Comments (12)
Hmm, because the file is in draft, I bet _draft
would need to be appended like this:
id = "datafile_12930_draft"
@famuvie do you want to see if you can find your draft file that way with curl? You'll have to pass your API token. Docs on this at https://guides.dataverse.org/en/5.9/api/search.html
@kuriwaki this might also work:
entityId:12930
An example: https://dataverse.harvard.edu/api/search?q=entityId:3371438
(I'm not sure why I suggested id
instead of entityId
at #113 (comment) . The id
changes (_draft
is dropped on publish) but entityId
stays the same.)
from dataverse-client-r.
I will put a tip about this in the dataverse download vignette. I think it is a limitation that might be common to people who try to download draft datasets, but the current method to edit something seems not too onerous.
from dataverse-client-r.
Ultimately, the problem in is_ingested()
boils down to dataverse_search()
not finding the file:
library(dataverse)
server <- Sys.getenv("DATAVERSE_SERVER")
key <- Sys.getenv("DATAVERSE_KEY")
dataverse_search(id = "datafile_12930", type = "file", server = server, key = key)
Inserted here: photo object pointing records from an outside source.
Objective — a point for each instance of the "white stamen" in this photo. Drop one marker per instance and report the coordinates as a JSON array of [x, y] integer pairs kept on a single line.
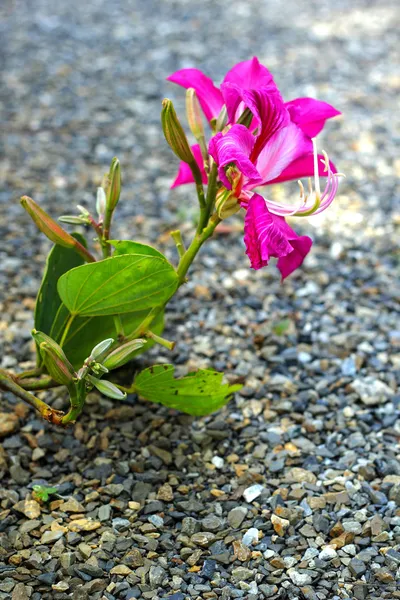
[[316, 172]]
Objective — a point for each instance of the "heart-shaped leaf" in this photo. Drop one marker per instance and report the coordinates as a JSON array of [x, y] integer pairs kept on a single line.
[[199, 393], [86, 332], [117, 285]]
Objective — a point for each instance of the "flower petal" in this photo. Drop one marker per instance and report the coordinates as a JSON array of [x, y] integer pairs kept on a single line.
[[268, 235], [185, 174], [234, 147], [310, 114], [249, 74], [301, 167], [284, 147], [209, 96]]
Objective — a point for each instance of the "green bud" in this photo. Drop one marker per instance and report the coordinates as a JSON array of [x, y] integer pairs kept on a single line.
[[123, 354], [174, 133], [101, 347], [226, 204], [60, 370], [101, 201], [73, 220], [107, 388], [52, 230], [114, 185]]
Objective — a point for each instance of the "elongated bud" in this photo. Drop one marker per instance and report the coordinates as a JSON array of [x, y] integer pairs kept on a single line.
[[100, 348], [114, 186], [123, 354], [174, 133], [107, 388], [100, 201], [73, 220], [193, 114], [52, 230], [226, 204], [60, 370]]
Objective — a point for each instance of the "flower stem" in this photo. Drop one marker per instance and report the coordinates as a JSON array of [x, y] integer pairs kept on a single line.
[[66, 330], [50, 414]]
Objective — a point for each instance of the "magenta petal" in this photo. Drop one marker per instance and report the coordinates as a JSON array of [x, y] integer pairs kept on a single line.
[[301, 167], [234, 147], [310, 114], [249, 74], [209, 96], [185, 174], [301, 246], [269, 235], [284, 147], [262, 238]]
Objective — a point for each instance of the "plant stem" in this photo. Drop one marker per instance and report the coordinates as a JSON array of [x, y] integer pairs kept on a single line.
[[177, 237], [77, 396], [66, 330], [160, 340], [50, 414], [45, 383], [119, 327]]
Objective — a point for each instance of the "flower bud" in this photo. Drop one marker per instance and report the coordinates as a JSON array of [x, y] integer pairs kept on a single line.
[[52, 230], [100, 201], [114, 185], [73, 220], [174, 133], [226, 204], [107, 388], [59, 369], [123, 354], [100, 348], [193, 114]]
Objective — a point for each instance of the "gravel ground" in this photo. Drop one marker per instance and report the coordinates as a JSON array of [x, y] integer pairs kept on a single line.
[[293, 490]]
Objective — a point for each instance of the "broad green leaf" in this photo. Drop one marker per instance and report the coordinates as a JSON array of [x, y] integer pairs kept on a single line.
[[59, 261], [129, 247], [86, 332], [199, 393], [117, 285]]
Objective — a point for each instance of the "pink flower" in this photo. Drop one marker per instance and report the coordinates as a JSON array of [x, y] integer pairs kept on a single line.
[[266, 235]]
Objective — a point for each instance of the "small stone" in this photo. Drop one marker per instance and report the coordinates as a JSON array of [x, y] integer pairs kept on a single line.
[[236, 516], [301, 475], [372, 391], [218, 462], [280, 525], [83, 525], [298, 578], [121, 570], [253, 492], [20, 592], [104, 512], [327, 553], [208, 568], [49, 537], [29, 508], [72, 505], [156, 576], [9, 423], [357, 567], [165, 493], [203, 539], [240, 551], [250, 537]]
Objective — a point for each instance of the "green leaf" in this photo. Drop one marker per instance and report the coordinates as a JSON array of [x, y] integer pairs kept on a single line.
[[42, 493], [199, 393], [117, 285], [59, 261], [129, 247], [86, 332]]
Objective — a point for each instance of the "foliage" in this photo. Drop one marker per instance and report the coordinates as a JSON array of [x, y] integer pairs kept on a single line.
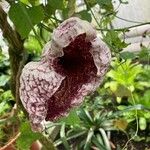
[[122, 103]]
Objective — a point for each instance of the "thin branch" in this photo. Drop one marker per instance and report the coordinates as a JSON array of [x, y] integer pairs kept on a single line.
[[16, 53], [127, 20], [10, 142], [126, 28]]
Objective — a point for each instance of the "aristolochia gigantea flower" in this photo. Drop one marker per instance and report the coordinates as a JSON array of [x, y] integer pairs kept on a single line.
[[72, 66]]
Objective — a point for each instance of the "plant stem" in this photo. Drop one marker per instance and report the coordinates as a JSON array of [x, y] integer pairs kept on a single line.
[[124, 29]]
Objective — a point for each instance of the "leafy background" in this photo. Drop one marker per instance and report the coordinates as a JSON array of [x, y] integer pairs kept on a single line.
[[121, 106]]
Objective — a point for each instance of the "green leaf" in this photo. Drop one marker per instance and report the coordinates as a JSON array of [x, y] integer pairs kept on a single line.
[[106, 4], [127, 55], [27, 137], [90, 3], [85, 15], [71, 7], [25, 18], [142, 123], [32, 45], [4, 79], [113, 40], [63, 137], [53, 5], [71, 119], [88, 139]]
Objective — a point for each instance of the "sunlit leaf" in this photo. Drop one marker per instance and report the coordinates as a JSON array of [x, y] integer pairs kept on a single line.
[[25, 18], [27, 137], [120, 124]]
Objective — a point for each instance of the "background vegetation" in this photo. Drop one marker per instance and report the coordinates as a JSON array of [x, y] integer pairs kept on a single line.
[[116, 116]]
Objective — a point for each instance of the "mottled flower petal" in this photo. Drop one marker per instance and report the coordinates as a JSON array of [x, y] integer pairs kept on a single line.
[[38, 82], [72, 66]]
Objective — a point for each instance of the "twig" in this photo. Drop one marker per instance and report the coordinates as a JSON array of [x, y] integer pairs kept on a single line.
[[126, 28], [10, 142]]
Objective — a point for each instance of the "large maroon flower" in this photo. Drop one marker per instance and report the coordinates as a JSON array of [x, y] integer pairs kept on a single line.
[[72, 66]]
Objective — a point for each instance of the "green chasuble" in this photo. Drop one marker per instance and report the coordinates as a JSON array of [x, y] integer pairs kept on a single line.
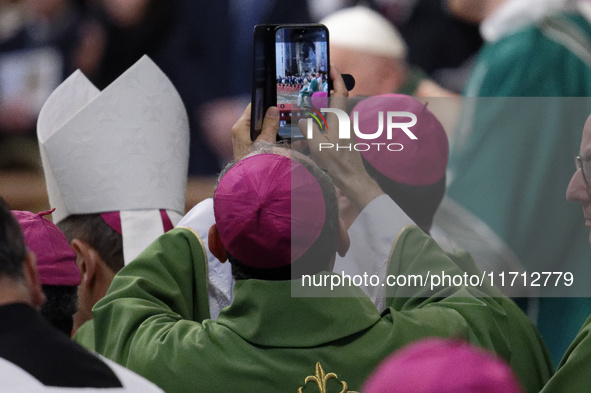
[[85, 335], [574, 372], [511, 158], [530, 359], [270, 341]]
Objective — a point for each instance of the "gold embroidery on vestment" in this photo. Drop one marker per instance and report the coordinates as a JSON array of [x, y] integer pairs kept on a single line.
[[321, 378]]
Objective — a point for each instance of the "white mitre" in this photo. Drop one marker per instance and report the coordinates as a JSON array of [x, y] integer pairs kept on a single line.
[[365, 30], [124, 149]]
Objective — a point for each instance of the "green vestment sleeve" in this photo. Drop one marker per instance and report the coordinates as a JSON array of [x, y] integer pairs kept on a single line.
[[158, 294], [574, 372], [268, 340]]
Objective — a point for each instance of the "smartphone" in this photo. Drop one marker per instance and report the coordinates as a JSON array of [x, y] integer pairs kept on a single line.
[[294, 76], [263, 81]]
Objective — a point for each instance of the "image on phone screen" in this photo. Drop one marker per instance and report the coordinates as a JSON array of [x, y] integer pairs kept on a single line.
[[301, 63]]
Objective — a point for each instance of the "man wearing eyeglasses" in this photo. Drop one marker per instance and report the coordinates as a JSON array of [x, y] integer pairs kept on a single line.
[[574, 371]]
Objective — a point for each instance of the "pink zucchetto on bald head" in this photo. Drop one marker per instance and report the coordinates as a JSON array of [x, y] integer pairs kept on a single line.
[[268, 210], [421, 161], [56, 260], [442, 366]]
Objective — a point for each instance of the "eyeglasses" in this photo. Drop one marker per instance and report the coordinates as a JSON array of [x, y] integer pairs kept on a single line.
[[585, 165]]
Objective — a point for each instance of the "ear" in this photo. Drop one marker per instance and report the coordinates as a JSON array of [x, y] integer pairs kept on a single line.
[[87, 260], [32, 280], [215, 244], [343, 240]]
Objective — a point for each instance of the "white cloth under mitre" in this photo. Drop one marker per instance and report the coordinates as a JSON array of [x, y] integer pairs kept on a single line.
[[124, 149]]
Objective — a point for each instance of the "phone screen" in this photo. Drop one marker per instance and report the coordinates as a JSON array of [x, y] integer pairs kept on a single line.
[[301, 70]]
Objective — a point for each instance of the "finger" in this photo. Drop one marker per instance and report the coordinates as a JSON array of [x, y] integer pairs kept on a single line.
[[242, 126], [270, 125], [340, 89], [241, 135], [317, 136]]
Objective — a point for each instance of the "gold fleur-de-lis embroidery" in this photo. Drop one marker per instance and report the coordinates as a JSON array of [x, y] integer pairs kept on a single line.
[[321, 378]]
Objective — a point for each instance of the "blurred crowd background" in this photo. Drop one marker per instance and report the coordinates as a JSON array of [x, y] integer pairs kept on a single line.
[[205, 47]]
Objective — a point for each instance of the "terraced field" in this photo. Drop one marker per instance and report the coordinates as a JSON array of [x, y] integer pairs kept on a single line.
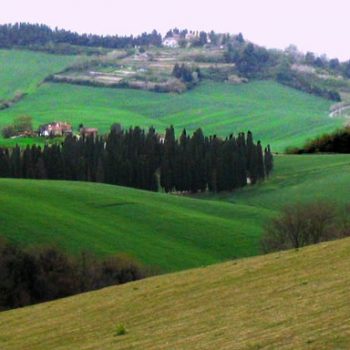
[[276, 114], [290, 300]]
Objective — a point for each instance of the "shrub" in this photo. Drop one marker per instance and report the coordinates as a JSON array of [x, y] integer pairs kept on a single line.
[[8, 131], [43, 274], [299, 225], [120, 329]]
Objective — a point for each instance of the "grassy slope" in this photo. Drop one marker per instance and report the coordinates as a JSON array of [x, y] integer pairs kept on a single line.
[[156, 227], [290, 300], [276, 114], [302, 179], [22, 71], [167, 231]]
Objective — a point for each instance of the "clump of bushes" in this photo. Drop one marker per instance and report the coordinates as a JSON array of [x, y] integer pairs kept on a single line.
[[336, 142], [43, 274], [188, 75], [287, 76], [299, 225], [120, 329]]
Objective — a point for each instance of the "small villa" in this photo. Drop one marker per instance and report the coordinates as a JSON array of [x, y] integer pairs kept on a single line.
[[55, 129], [172, 42], [88, 132]]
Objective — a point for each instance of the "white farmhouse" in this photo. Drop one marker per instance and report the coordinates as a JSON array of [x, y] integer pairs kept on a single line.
[[172, 42]]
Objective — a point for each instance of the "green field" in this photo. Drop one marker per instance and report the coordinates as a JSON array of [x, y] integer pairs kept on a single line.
[[276, 114], [299, 179], [22, 71], [290, 300], [167, 231]]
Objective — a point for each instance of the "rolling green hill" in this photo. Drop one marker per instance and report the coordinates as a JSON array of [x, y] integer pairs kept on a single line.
[[299, 179], [290, 300], [21, 71], [276, 114], [171, 232], [166, 231]]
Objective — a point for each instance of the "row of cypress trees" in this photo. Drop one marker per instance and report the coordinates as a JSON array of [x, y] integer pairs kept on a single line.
[[140, 159]]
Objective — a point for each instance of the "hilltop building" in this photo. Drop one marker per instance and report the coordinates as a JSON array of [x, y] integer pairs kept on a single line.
[[88, 132], [55, 129], [172, 41]]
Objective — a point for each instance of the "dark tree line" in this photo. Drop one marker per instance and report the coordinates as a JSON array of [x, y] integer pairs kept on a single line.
[[25, 34], [135, 158], [336, 142], [43, 274]]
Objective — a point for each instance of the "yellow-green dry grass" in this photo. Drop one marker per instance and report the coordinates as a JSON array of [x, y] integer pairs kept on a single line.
[[290, 300]]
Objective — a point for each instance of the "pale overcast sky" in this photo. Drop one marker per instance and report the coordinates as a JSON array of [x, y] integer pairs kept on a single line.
[[320, 26]]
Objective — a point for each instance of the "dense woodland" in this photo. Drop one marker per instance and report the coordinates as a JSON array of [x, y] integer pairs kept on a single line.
[[336, 142], [139, 159], [28, 35]]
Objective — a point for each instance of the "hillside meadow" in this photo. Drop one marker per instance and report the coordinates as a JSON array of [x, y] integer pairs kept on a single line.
[[300, 179], [276, 114], [291, 300], [165, 231], [21, 71]]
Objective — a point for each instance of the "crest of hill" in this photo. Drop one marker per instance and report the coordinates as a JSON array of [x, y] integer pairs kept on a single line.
[[290, 300]]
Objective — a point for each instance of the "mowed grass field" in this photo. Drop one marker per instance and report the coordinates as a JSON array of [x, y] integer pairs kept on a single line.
[[292, 300], [21, 71], [165, 231], [276, 114]]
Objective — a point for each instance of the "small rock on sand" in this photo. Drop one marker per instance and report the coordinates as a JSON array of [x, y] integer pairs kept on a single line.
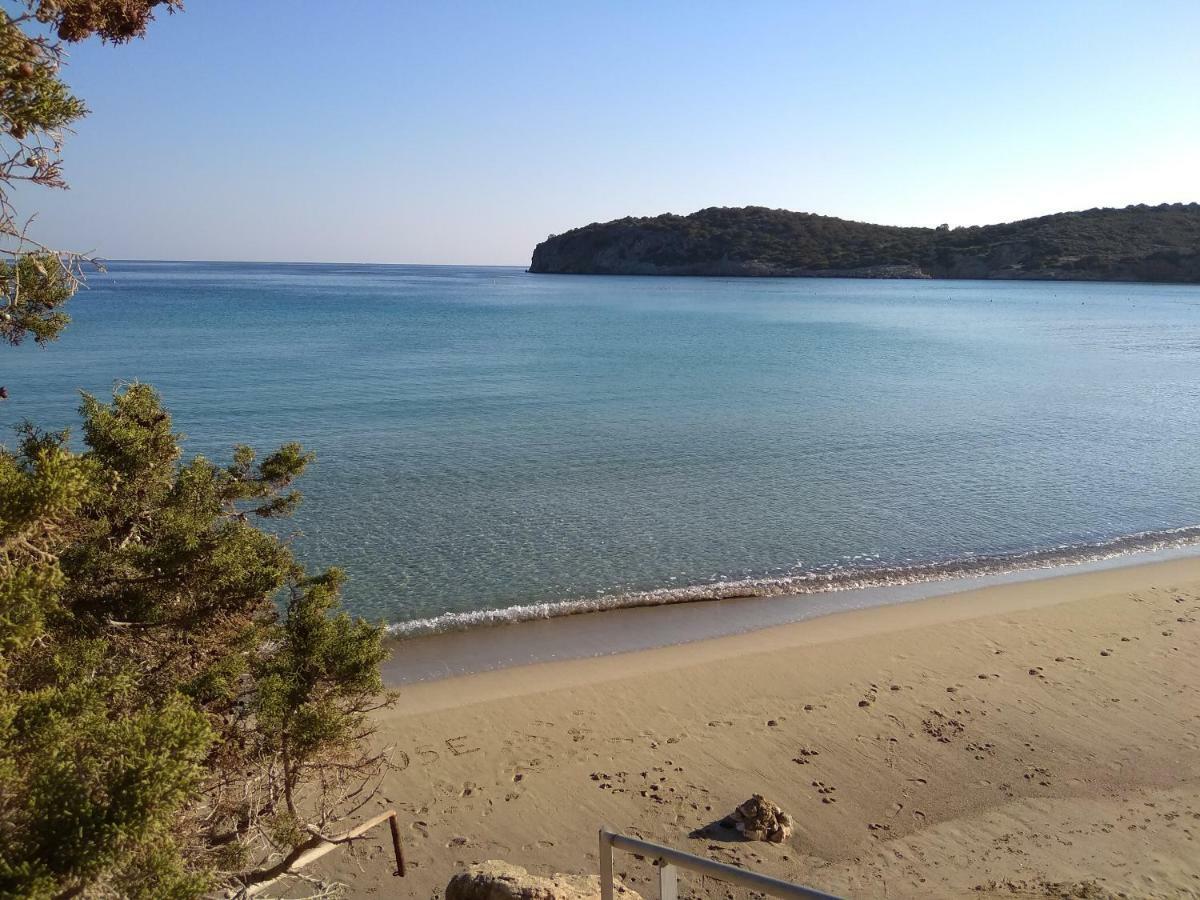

#> 0 of 0 results retrieved
#> list()
Created on 2022-02-04 by the reprex package (v2.0.1)
It is worth noting that I can find the file using some keywords on the web interface.
Whereas dataverse_search()
correctly finds a published file.
from dataverse-client-r.
Not sure how to pass the API token with curl, but it works with dataverse_search()
:
library(dataverse)
server <- Sys.getenv("DATAVERSE_SERVER")
key <- Sys.getenv("DATAVERSE_KEY")
dataverse_search(id = "datafile_12930_draft", type = "file", server = server, key = key)
#> 1 of 1 result retrieved
#> name type
#> 1 Bovine_2020_2021.tab file
#> url file_id
#> 1 https://dataverse.cirad.fr/api/access/datafile/12930 12930
#> description
#> 1 On this document, there is only the tick data collection between 2020 and 2021.\n\nSome information about variable :\n\n- Vache : Identifier of cow (10 digits)\n- Date : date of slaughterhouse visit\n- Commune : origin cow municipality\n- Eleveur : origin cow breeder\n- Troupeau : municipality and breeder\n- H_marginatus : number of *H_marginatus* collected\n- R_bursa : number of *R_bursa* collected\n- I_ricinus : number of *I_ricinus* collected\n- H_scupense : number of *H_scupense* collected\n- B_annulatus : number of *B_annulatus* collected\n- R_sanguineus : number of *R_sanguineus* collected\n- H_punctata : number of *H_punctata* collected.\n- D_marginatus : number of *D_marginatus* collected\n- Tiques ? : sum of ticks collected
#> file_type file_content_type size_in_bytes
#> 1 Tab-Delimited text/tab-separated-values 69648
#> md5 checksum.type
#> 1 688c6fc5f92e6526a3cd158854027e8b MD5
#> checksum.value unf dataset_name
#> 1 688c6fc5f92e6526a3cd158854027e8b UNF:6:lt7ZJ1diuShhMCd8UWq5zQ== Bovine
#> dataset_id dataset_persistent_id
#> 1 12928 doi:10.18167/DVN1/8Z1ZI9
#> dataset_citation
#> 1 Bartholomee, Colombine, 2022, "Bovine", https://doi.org/10.18167/DVN1/8Z1ZI9, CIRAD Dataverse, DRAFT VERSION, UNF:6:ov2odYXNktsIbiuwc2MDJQ== [fileUNF]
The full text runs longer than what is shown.